J’avais 22 ans quand j’ai enfin pu réunir la somme nécessaire pour pouvoir à la fois compléter les nécessités administratives et obtenir mon billet pour le pays de Shakespeare. Là, j’allais pouvoir étudier à l’université et pouvoir peut-être ensuite trouver un boulot fixe et avoir une vie un peu plus stable.
La protection magique… un choix assez stratégique, en fait, quand j’y pense. Je ne voulais pas spécialement devenir un héros pour le monde magique, mais j’avais à coeur de me rendre utile.
Et mon don d’animagus pouvait être un atout dans l’idée de protéger les sorciers, alors j’allais dans ce sens. Je n’étais pas mauvais, en fait, peut-être que j’aurais pu faire mieux si j’avais un peu moins profité en dehors des cours, parce que oui, les soirées entre étudiants, je ne connaissais pas ça avant de venir en Angleterre… et Londres est parfaite pour s’éclater ! Et puis, il y avait les filles, bien sûr… et les mecs, aussi… mais eux, c’était juste pour m’amuser que je passais entre leurs reins, les histoires un peu plus sérieuses que les coups d’un soir, c’était toujours des nanas.
J’ai aussi dû me pointer à plusieurs soirées mondaines, les trucs de sang pur, en fait, au milieu de plein de sorciers guindés et coincés, puis d’autres qui se pensaient drôles ou en vogue. Le genre de soirée chiante à mourir. Heureusement qu’il y avait de l’alcool… et puis, j’avais toujours de quoi fumer ou planer un peu, ça améliore toujours pas mal les choses.
J’ai terminé mes études en 2015. Une année qui a marqué un tournant dans ma vie...
***
Une fois mon diplôme obtenu, j’ai fait comme tout le monde : j’ai cherché un boulot stable. Le Ministère engageait et je me suis présenté pour un poste chez les Aurors… mais je me suis bien planté sur une épreuve un peu trop technique pour moi… il faut dire que je suis du genre à penser que la fin justifie les moyens, vous voyez ? peu importe comment on y arrive, tant qu’on y arrive… Enfin, ça a été une bonne occasion de me prendre une murge avec une fille qui était candidate en même temps que moi… un peu allumée, la gonze, mais on s’est bien entendus autour de quelques verres.
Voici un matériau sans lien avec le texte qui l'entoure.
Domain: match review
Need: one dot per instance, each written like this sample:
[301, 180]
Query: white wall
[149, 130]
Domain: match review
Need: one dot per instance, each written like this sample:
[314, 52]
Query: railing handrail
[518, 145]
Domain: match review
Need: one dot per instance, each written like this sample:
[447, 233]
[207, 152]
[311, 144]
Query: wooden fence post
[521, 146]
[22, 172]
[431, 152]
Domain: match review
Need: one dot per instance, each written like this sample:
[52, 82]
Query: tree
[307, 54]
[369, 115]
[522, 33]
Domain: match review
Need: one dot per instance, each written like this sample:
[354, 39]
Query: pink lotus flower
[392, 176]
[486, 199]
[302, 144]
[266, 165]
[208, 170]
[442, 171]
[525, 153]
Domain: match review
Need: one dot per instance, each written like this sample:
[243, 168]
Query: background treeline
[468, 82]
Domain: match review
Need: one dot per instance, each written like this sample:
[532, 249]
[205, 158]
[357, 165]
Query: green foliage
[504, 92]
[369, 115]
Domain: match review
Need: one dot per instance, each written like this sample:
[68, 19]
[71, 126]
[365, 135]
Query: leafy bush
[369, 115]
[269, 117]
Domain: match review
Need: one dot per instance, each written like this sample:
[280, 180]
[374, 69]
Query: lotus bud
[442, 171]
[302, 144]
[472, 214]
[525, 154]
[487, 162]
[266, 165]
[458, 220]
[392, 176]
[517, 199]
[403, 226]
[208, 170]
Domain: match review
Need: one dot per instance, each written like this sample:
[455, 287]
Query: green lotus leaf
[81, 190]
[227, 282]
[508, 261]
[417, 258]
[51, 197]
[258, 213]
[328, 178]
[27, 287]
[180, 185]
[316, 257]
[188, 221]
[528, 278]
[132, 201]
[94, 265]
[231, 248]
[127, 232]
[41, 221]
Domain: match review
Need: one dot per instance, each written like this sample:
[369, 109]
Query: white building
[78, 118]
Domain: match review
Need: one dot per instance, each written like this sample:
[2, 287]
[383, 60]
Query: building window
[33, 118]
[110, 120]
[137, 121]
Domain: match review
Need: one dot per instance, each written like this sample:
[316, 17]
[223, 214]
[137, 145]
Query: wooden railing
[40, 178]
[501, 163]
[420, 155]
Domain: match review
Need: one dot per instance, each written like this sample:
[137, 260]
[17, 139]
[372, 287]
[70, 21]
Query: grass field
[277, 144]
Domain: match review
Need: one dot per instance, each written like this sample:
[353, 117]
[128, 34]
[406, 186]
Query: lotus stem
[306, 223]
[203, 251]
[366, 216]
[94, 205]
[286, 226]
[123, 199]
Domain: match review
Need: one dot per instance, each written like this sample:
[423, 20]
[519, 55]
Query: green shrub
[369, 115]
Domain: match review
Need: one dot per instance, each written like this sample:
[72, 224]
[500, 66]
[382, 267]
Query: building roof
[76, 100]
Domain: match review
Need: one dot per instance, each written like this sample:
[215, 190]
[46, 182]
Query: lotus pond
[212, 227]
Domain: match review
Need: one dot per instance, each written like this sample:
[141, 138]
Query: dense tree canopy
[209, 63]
Elle a fini prof à Poudlard… et moi, j’ai passé les épreuves pour entrer dans la police magique.
C’était plus accessible pour moi que le poste d’Auror, faut croire, parce que là, j’ai géré. Et comme j’ai une bonne vue et que j’arrive à bien me concentrer, je n’ai pas eu trop de mal à devenir tireur d’élite.
Il m’arrive de réaliser des missions avec d’autres personnes du Ministère, notamment les Aurors, d’ailleurs, et j’utilise mon don pour bien repérer les lieux et observer les choses avant d’attaquer. Un atout, vraiment ! Tout comme le fait de ne pas avoir besoin de ma baguette pour tout… en Afrique, on avait tous appris à manier la magie sans cet ustensile. ça facilitait bien les choses en mission, aussi.
C'est à peu près lors de mon entrée en fac que j'ai été approché pour rejoindre les rangs des mangemorts. On m'a un peu vendu du rêve, mais je dois dire que je rejoins pas mal les idées qu'on m'a présentées. Les moldus méritent de retourner à leur place et nous de vivre notre vie de sorcier au grand jour.
Aujourd’hui, ça va faire cinq ans que je bosse là. Et j’aime bien ce boulot. Parfois, je rends quelques services à des potes plus ou moins fréquentables quand ils ont des demandes particulières, mais je réserve la plupart des bons plans déconnade pour les week-ends. Je me sers aussi de mon don pour trouver certains trucs sympa que je peux revendre.